I can surround myself with radical feminist and womanist friends, but can also do whatever the fuck I want when they are not around, right? Unless part of my connection to them involves me not hiding practices I know they would rightfully, appropriately challenge and critique.

So the process, for me, involves developing an ethical, political, spiritual center that doesn't place "me" at the center, but, instead, places the pain and degradation of those I am entitled to harm at the center of my emotional/sensible/intellectual world. At the same time it means creating and supporting systems of accountability that mean that my private acts of harming others cannot be privatised.

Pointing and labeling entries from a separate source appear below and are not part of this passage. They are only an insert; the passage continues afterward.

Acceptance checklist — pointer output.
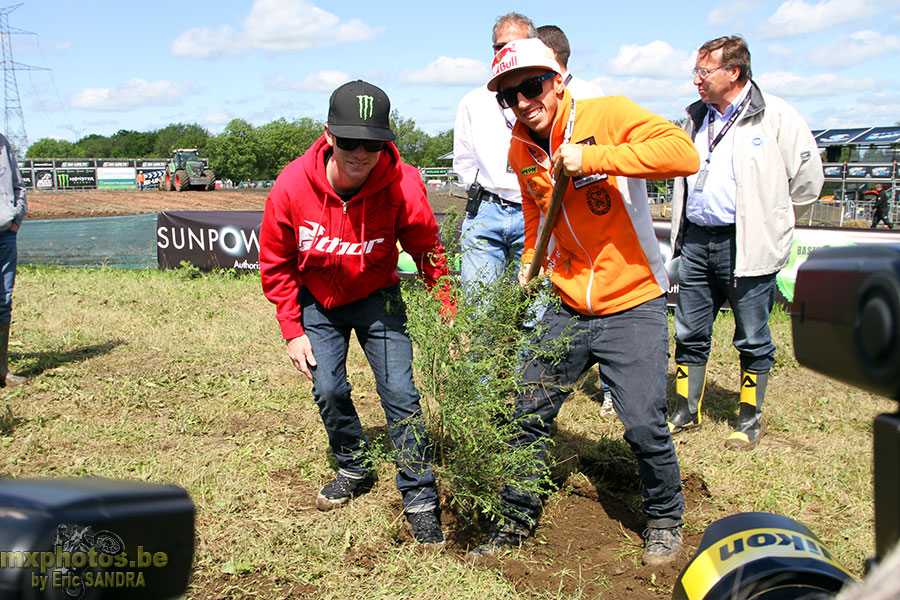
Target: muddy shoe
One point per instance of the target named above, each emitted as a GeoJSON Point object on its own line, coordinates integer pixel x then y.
{"type": "Point", "coordinates": [500, 539]}
{"type": "Point", "coordinates": [661, 545]}
{"type": "Point", "coordinates": [339, 490]}
{"type": "Point", "coordinates": [606, 409]}
{"type": "Point", "coordinates": [426, 529]}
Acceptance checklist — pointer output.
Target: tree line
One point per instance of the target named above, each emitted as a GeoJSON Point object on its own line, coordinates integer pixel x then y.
{"type": "Point", "coordinates": [241, 151]}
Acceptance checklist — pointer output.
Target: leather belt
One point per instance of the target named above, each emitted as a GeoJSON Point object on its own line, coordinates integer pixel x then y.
{"type": "Point", "coordinates": [714, 229]}
{"type": "Point", "coordinates": [487, 196]}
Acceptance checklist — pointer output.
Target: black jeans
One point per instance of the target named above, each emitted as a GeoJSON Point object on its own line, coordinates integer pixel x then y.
{"type": "Point", "coordinates": [632, 348]}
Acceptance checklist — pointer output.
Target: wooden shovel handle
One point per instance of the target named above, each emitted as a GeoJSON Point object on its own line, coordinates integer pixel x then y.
{"type": "Point", "coordinates": [559, 190]}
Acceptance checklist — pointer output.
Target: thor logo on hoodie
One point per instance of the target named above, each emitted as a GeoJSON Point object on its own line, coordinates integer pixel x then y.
{"type": "Point", "coordinates": [312, 237]}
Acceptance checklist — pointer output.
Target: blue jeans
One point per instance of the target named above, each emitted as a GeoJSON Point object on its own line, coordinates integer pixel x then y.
{"type": "Point", "coordinates": [380, 325]}
{"type": "Point", "coordinates": [8, 261]}
{"type": "Point", "coordinates": [491, 242]}
{"type": "Point", "coordinates": [705, 281]}
{"type": "Point", "coordinates": [632, 349]}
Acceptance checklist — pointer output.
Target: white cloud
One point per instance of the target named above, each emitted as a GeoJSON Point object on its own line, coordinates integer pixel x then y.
{"type": "Point", "coordinates": [779, 51]}
{"type": "Point", "coordinates": [204, 42]}
{"type": "Point", "coordinates": [216, 122]}
{"type": "Point", "coordinates": [273, 26]}
{"type": "Point", "coordinates": [323, 81]}
{"type": "Point", "coordinates": [783, 83]}
{"type": "Point", "coordinates": [730, 13]}
{"type": "Point", "coordinates": [797, 17]}
{"type": "Point", "coordinates": [853, 49]}
{"type": "Point", "coordinates": [656, 59]}
{"type": "Point", "coordinates": [133, 93]}
{"type": "Point", "coordinates": [643, 89]}
{"type": "Point", "coordinates": [450, 71]}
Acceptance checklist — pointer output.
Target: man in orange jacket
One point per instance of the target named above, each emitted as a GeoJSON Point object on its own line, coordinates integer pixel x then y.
{"type": "Point", "coordinates": [605, 265]}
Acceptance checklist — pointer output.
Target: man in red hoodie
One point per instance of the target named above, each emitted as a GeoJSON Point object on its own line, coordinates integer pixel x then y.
{"type": "Point", "coordinates": [328, 259]}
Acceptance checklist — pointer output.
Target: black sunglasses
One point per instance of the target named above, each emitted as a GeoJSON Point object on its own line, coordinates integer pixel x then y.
{"type": "Point", "coordinates": [351, 144]}
{"type": "Point", "coordinates": [530, 88]}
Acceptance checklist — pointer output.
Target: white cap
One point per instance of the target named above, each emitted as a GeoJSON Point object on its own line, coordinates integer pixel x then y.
{"type": "Point", "coordinates": [521, 54]}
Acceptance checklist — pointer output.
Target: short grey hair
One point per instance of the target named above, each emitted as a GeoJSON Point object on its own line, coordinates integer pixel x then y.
{"type": "Point", "coordinates": [513, 19]}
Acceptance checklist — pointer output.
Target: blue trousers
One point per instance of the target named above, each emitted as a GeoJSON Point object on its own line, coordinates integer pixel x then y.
{"type": "Point", "coordinates": [705, 281]}
{"type": "Point", "coordinates": [491, 241]}
{"type": "Point", "coordinates": [8, 262]}
{"type": "Point", "coordinates": [632, 350]}
{"type": "Point", "coordinates": [380, 325]}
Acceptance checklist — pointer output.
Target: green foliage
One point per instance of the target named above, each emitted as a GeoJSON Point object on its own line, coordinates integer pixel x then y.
{"type": "Point", "coordinates": [416, 147]}
{"type": "Point", "coordinates": [241, 151]}
{"type": "Point", "coordinates": [125, 143]}
{"type": "Point", "coordinates": [468, 375]}
{"type": "Point", "coordinates": [50, 148]}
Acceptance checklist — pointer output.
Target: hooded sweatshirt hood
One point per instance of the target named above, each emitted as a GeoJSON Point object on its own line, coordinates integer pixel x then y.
{"type": "Point", "coordinates": [342, 250]}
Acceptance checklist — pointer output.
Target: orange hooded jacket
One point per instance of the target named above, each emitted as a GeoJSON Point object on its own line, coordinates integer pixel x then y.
{"type": "Point", "coordinates": [604, 256]}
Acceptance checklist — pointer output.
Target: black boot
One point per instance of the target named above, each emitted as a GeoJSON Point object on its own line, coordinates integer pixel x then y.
{"type": "Point", "coordinates": [749, 426]}
{"type": "Point", "coordinates": [690, 383]}
{"type": "Point", "coordinates": [7, 378]}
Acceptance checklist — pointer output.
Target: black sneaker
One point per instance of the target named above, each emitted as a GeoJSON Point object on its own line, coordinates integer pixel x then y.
{"type": "Point", "coordinates": [661, 545]}
{"type": "Point", "coordinates": [339, 490]}
{"type": "Point", "coordinates": [427, 529]}
{"type": "Point", "coordinates": [500, 539]}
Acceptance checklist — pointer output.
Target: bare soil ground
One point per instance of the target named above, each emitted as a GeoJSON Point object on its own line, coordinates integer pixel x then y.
{"type": "Point", "coordinates": [112, 203]}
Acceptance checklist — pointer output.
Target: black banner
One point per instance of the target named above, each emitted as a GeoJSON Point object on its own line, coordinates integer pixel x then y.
{"type": "Point", "coordinates": [42, 175]}
{"type": "Point", "coordinates": [213, 239]}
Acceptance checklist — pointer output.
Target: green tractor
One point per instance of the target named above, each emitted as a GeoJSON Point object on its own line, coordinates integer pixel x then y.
{"type": "Point", "coordinates": [187, 170]}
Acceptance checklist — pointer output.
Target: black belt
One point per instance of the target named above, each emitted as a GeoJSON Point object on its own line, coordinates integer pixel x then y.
{"type": "Point", "coordinates": [487, 196]}
{"type": "Point", "coordinates": [714, 228]}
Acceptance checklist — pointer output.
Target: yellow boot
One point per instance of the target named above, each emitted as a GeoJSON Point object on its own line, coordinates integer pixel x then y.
{"type": "Point", "coordinates": [749, 426]}
{"type": "Point", "coordinates": [690, 383]}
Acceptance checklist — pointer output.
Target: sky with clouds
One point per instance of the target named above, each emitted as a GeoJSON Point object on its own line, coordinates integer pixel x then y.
{"type": "Point", "coordinates": [99, 66]}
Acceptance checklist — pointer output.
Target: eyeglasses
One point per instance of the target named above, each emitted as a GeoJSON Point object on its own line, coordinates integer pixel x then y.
{"type": "Point", "coordinates": [351, 144]}
{"type": "Point", "coordinates": [530, 88]}
{"type": "Point", "coordinates": [704, 73]}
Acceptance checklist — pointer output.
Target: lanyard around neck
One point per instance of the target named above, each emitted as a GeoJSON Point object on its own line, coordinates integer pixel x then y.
{"type": "Point", "coordinates": [709, 127]}
{"type": "Point", "coordinates": [567, 136]}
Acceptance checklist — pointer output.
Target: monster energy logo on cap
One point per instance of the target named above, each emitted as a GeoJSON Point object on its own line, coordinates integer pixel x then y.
{"type": "Point", "coordinates": [360, 110]}
{"type": "Point", "coordinates": [366, 106]}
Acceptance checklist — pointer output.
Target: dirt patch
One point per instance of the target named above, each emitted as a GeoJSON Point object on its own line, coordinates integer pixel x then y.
{"type": "Point", "coordinates": [589, 543]}
{"type": "Point", "coordinates": [112, 203]}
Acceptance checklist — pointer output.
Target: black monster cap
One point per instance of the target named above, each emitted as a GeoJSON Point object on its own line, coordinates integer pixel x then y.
{"type": "Point", "coordinates": [360, 110]}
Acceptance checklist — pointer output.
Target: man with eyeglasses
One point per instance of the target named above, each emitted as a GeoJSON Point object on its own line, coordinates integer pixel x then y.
{"type": "Point", "coordinates": [732, 225]}
{"type": "Point", "coordinates": [492, 233]}
{"type": "Point", "coordinates": [328, 260]}
{"type": "Point", "coordinates": [606, 268]}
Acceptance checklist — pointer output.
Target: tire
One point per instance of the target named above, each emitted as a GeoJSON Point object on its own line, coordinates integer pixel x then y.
{"type": "Point", "coordinates": [109, 543]}
{"type": "Point", "coordinates": [182, 183]}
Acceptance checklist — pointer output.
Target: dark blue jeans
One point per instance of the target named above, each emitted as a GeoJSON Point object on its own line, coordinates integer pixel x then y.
{"type": "Point", "coordinates": [632, 348]}
{"type": "Point", "coordinates": [705, 281]}
{"type": "Point", "coordinates": [8, 262]}
{"type": "Point", "coordinates": [380, 325]}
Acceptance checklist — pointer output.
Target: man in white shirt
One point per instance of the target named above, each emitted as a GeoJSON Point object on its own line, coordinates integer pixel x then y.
{"type": "Point", "coordinates": [556, 40]}
{"type": "Point", "coordinates": [732, 224]}
{"type": "Point", "coordinates": [493, 232]}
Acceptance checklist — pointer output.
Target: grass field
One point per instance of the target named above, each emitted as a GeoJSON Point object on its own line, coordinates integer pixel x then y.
{"type": "Point", "coordinates": [182, 378]}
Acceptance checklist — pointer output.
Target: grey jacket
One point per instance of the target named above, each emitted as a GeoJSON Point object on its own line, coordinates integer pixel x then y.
{"type": "Point", "coordinates": [12, 190]}
{"type": "Point", "coordinates": [776, 165]}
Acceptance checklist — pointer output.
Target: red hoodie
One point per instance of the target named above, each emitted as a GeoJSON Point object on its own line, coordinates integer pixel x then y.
{"type": "Point", "coordinates": [342, 252]}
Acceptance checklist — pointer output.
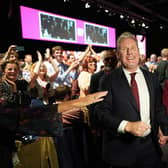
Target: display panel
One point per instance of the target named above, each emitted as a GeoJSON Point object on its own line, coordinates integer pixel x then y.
{"type": "Point", "coordinates": [41, 25]}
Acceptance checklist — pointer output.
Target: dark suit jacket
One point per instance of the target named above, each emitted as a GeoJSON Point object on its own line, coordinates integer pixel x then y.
{"type": "Point", "coordinates": [118, 105]}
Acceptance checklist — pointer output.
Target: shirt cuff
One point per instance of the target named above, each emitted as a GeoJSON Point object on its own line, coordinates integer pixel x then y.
{"type": "Point", "coordinates": [121, 128]}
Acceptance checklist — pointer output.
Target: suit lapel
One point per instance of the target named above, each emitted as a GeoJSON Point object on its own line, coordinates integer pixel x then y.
{"type": "Point", "coordinates": [126, 89]}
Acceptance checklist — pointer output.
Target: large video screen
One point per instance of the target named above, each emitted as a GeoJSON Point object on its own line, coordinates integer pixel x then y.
{"type": "Point", "coordinates": [41, 25]}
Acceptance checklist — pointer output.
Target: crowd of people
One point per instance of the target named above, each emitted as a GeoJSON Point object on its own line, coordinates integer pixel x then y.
{"type": "Point", "coordinates": [100, 123]}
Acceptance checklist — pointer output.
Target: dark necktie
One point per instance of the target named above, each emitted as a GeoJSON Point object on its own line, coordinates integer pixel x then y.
{"type": "Point", "coordinates": [134, 89]}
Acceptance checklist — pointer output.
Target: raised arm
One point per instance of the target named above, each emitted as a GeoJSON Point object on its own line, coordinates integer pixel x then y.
{"type": "Point", "coordinates": [36, 70]}
{"type": "Point", "coordinates": [76, 104]}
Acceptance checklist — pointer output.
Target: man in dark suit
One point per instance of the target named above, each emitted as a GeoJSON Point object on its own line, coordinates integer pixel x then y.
{"type": "Point", "coordinates": [130, 133]}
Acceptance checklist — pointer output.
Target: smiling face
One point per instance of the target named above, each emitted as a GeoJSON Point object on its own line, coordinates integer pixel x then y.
{"type": "Point", "coordinates": [128, 53]}
{"type": "Point", "coordinates": [11, 71]}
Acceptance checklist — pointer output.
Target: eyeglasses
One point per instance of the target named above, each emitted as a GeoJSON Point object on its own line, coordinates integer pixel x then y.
{"type": "Point", "coordinates": [110, 59]}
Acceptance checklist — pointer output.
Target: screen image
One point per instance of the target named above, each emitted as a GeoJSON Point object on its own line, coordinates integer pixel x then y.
{"type": "Point", "coordinates": [52, 27]}
{"type": "Point", "coordinates": [96, 34]}
{"type": "Point", "coordinates": [41, 25]}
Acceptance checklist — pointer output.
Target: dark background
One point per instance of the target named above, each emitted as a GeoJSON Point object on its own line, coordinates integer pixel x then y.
{"type": "Point", "coordinates": [152, 13]}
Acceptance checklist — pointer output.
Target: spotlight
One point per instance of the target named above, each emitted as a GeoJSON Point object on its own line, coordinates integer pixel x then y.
{"type": "Point", "coordinates": [132, 21]}
{"type": "Point", "coordinates": [106, 10]}
{"type": "Point", "coordinates": [121, 16]}
{"type": "Point", "coordinates": [87, 5]}
{"type": "Point", "coordinates": [143, 25]}
{"type": "Point", "coordinates": [161, 27]}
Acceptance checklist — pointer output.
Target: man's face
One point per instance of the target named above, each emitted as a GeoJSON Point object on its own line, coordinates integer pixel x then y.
{"type": "Point", "coordinates": [129, 54]}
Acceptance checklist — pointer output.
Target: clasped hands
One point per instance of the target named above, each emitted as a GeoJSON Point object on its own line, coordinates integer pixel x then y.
{"type": "Point", "coordinates": [138, 128]}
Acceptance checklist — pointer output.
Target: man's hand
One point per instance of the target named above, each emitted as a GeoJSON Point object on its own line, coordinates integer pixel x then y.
{"type": "Point", "coordinates": [137, 128]}
{"type": "Point", "coordinates": [162, 139]}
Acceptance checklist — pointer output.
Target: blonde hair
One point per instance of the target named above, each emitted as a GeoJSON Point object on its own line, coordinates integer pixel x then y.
{"type": "Point", "coordinates": [164, 52]}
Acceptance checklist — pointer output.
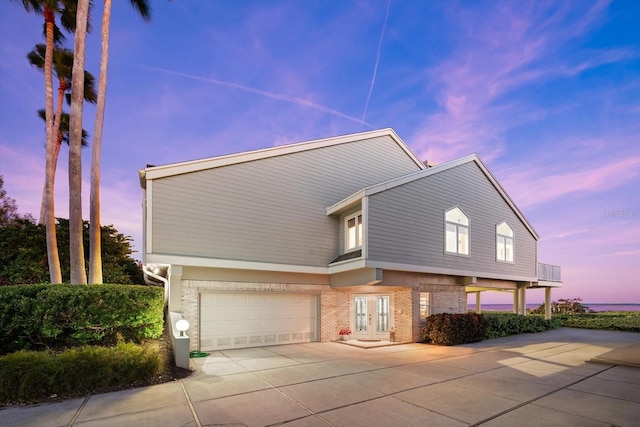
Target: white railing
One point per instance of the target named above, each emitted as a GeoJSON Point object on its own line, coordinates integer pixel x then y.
{"type": "Point", "coordinates": [549, 273]}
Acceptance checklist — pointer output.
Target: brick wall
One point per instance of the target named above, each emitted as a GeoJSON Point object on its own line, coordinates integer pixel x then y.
{"type": "Point", "coordinates": [335, 304]}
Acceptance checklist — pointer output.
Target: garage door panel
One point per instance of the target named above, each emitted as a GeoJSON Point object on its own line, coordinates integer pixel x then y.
{"type": "Point", "coordinates": [237, 320]}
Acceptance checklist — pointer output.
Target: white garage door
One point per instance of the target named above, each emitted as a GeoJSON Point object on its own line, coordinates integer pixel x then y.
{"type": "Point", "coordinates": [237, 320]}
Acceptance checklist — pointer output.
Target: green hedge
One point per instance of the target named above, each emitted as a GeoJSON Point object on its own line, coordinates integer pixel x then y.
{"type": "Point", "coordinates": [505, 324]}
{"type": "Point", "coordinates": [27, 375]}
{"type": "Point", "coordinates": [453, 329]}
{"type": "Point", "coordinates": [610, 320]}
{"type": "Point", "coordinates": [61, 316]}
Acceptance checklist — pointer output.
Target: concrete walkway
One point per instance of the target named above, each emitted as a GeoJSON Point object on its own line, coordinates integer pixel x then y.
{"type": "Point", "coordinates": [542, 379]}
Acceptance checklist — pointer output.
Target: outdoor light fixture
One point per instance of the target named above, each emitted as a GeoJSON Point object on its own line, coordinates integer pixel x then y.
{"type": "Point", "coordinates": [182, 325]}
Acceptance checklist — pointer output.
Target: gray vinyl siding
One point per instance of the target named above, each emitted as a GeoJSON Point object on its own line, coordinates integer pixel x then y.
{"type": "Point", "coordinates": [269, 210]}
{"type": "Point", "coordinates": [406, 224]}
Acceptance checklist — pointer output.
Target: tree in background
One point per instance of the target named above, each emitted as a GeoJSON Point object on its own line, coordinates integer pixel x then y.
{"type": "Point", "coordinates": [95, 258]}
{"type": "Point", "coordinates": [23, 248]}
{"type": "Point", "coordinates": [8, 208]}
{"type": "Point", "coordinates": [62, 67]}
{"type": "Point", "coordinates": [67, 11]}
{"type": "Point", "coordinates": [76, 247]}
{"type": "Point", "coordinates": [23, 253]}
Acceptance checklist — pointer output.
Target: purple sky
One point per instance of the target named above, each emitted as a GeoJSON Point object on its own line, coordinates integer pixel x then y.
{"type": "Point", "coordinates": [547, 93]}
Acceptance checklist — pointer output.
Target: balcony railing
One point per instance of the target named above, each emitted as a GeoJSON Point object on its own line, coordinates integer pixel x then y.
{"type": "Point", "coordinates": [549, 273]}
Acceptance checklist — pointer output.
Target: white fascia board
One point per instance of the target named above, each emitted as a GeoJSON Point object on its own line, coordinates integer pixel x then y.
{"type": "Point", "coordinates": [447, 271]}
{"type": "Point", "coordinates": [231, 264]}
{"type": "Point", "coordinates": [395, 182]}
{"type": "Point", "coordinates": [346, 203]}
{"type": "Point", "coordinates": [430, 171]}
{"type": "Point", "coordinates": [506, 198]}
{"type": "Point", "coordinates": [352, 264]}
{"type": "Point", "coordinates": [162, 171]}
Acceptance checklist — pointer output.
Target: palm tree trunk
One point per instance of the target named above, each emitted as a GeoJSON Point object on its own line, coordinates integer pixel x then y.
{"type": "Point", "coordinates": [95, 249]}
{"type": "Point", "coordinates": [76, 246]}
{"type": "Point", "coordinates": [62, 87]}
{"type": "Point", "coordinates": [53, 259]}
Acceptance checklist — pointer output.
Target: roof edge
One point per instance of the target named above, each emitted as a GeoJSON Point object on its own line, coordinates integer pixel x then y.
{"type": "Point", "coordinates": [171, 169]}
{"type": "Point", "coordinates": [395, 182]}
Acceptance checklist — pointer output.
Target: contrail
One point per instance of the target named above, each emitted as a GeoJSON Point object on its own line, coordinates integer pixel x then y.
{"type": "Point", "coordinates": [375, 68]}
{"type": "Point", "coordinates": [271, 95]}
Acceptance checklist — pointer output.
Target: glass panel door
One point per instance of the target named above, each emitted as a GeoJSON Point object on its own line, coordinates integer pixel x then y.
{"type": "Point", "coordinates": [361, 314]}
{"type": "Point", "coordinates": [372, 317]}
{"type": "Point", "coordinates": [382, 305]}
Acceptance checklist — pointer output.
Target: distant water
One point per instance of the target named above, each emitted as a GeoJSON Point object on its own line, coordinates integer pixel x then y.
{"type": "Point", "coordinates": [594, 307]}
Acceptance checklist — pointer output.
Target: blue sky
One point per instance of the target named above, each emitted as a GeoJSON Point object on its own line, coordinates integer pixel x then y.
{"type": "Point", "coordinates": [547, 93]}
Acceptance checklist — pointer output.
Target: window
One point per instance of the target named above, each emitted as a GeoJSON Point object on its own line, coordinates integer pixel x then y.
{"type": "Point", "coordinates": [424, 305]}
{"type": "Point", "coordinates": [504, 242]}
{"type": "Point", "coordinates": [353, 231]}
{"type": "Point", "coordinates": [456, 232]}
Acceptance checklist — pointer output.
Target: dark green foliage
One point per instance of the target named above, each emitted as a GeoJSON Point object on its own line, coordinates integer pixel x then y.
{"type": "Point", "coordinates": [23, 253]}
{"type": "Point", "coordinates": [564, 306]}
{"type": "Point", "coordinates": [27, 375]}
{"type": "Point", "coordinates": [505, 324]}
{"type": "Point", "coordinates": [453, 329]}
{"type": "Point", "coordinates": [628, 321]}
{"type": "Point", "coordinates": [58, 316]}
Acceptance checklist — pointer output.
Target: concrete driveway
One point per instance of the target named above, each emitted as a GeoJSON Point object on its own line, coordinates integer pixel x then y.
{"type": "Point", "coordinates": [548, 378]}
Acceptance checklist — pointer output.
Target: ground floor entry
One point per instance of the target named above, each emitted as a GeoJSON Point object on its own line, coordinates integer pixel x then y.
{"type": "Point", "coordinates": [254, 319]}
{"type": "Point", "coordinates": [371, 317]}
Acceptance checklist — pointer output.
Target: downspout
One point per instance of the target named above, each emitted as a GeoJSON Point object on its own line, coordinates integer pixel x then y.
{"type": "Point", "coordinates": [150, 271]}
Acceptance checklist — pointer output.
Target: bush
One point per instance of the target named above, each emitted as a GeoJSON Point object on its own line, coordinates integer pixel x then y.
{"type": "Point", "coordinates": [564, 306]}
{"type": "Point", "coordinates": [505, 324]}
{"type": "Point", "coordinates": [453, 329]}
{"type": "Point", "coordinates": [27, 375]}
{"type": "Point", "coordinates": [628, 321]}
{"type": "Point", "coordinates": [60, 316]}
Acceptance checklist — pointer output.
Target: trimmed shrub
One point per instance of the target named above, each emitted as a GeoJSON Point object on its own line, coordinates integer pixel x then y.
{"type": "Point", "coordinates": [505, 324]}
{"type": "Point", "coordinates": [60, 316]}
{"type": "Point", "coordinates": [27, 375]}
{"type": "Point", "coordinates": [628, 321]}
{"type": "Point", "coordinates": [453, 329]}
{"type": "Point", "coordinates": [564, 306]}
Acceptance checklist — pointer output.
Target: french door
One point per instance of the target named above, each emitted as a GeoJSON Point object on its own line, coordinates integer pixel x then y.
{"type": "Point", "coordinates": [372, 317]}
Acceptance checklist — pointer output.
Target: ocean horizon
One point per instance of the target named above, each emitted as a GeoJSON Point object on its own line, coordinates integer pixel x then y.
{"type": "Point", "coordinates": [598, 307]}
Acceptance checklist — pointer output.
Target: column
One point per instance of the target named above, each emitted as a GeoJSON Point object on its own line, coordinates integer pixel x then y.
{"type": "Point", "coordinates": [547, 303]}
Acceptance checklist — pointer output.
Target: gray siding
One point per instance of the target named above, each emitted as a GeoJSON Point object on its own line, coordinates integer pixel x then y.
{"type": "Point", "coordinates": [406, 223]}
{"type": "Point", "coordinates": [269, 210]}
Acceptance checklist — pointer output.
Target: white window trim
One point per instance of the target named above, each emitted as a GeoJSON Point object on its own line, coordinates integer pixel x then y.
{"type": "Point", "coordinates": [513, 244]}
{"type": "Point", "coordinates": [359, 244]}
{"type": "Point", "coordinates": [468, 227]}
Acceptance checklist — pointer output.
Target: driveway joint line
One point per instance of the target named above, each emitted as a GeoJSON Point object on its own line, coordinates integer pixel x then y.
{"type": "Point", "coordinates": [77, 413]}
{"type": "Point", "coordinates": [530, 401]}
{"type": "Point", "coordinates": [193, 410]}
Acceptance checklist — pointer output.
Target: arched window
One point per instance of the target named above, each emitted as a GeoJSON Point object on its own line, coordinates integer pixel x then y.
{"type": "Point", "coordinates": [353, 231]}
{"type": "Point", "coordinates": [456, 232]}
{"type": "Point", "coordinates": [504, 242]}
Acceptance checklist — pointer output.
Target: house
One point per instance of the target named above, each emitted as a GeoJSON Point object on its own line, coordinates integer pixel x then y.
{"type": "Point", "coordinates": [292, 243]}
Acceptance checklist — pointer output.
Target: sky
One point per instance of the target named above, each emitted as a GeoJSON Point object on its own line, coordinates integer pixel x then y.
{"type": "Point", "coordinates": [546, 93]}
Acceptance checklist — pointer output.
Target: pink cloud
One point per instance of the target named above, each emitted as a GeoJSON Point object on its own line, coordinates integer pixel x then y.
{"type": "Point", "coordinates": [533, 187]}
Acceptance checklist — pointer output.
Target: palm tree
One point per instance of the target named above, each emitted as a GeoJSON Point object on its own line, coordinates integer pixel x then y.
{"type": "Point", "coordinates": [76, 247]}
{"type": "Point", "coordinates": [95, 250]}
{"type": "Point", "coordinates": [48, 8]}
{"type": "Point", "coordinates": [62, 67]}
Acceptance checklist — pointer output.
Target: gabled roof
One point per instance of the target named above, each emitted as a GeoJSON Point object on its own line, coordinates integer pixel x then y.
{"type": "Point", "coordinates": [154, 172]}
{"type": "Point", "coordinates": [377, 188]}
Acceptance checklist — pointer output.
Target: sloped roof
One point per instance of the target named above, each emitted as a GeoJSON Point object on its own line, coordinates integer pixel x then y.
{"type": "Point", "coordinates": [162, 171]}
{"type": "Point", "coordinates": [377, 188]}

I do get it that someone, an oppressor, can act in ways that harm others while not feeling particularly empowered, and while not intending to do any oppressive harm. But choosing to look at a woman (or a man) in an objectifying way is a political act, and never is not. It might also reflect or be tangled up with other struggles in one's life.

A few months ago a heterosexual husband told me that he thought the reason he'd been more condescending to his female spouse was that he was "depressed lately". I don't remember all of how I responded to him, but I didn't accept "depression" as a legitimate reason for oppressing his wife. First, he oppresses her when he isn't depressed too. Second, even if being depressed renders him a more obnoxious and oppressive mate, unless he's taking action to alleviate that depression, and to find other ways to manifest it, he's choosing, whether he owns it or not, to be an oppressive jerk.

When you or I choose or have chosen to objectify someone, we are being oppressive jerks. We may feel "weak" but we are behaving in ways that strengthen male supremacy. We cannot or ought not be in denial about that. (Not that you are, necessarily.)

I challenge you to own your entitlements and power when you choose to behave exploitively and violatively around one or more women. To name your behavior as violating, as harmful to her, as misogynistic, and as in service to male supremacist mandates. In some sense we may be behaving cowardly when we turn away from profeminist values and behave patriarchally. But in the actual social world, cowardice kills, or, in this case, violates. You and I and every man have to decide, moment to moment, who we are going to be in a world that supports us having virtually constant visual and other contact with women. We have to estimate to cost to women's humanity of us having that access and entitlement. We have to decide who we are going to be and become. And we have to, in my view, priortise women's safety and freedom above our own fleeting wishes to feel something akin to pleasure by degrading and unethically intruding upon other human beings. Why we feel pleasure when we are violating others is a question worth asking, but not if it means continuing the behavior in search of the answer.

I'll wait to hear back from you about what you do and don't agree with above, before blathering on further.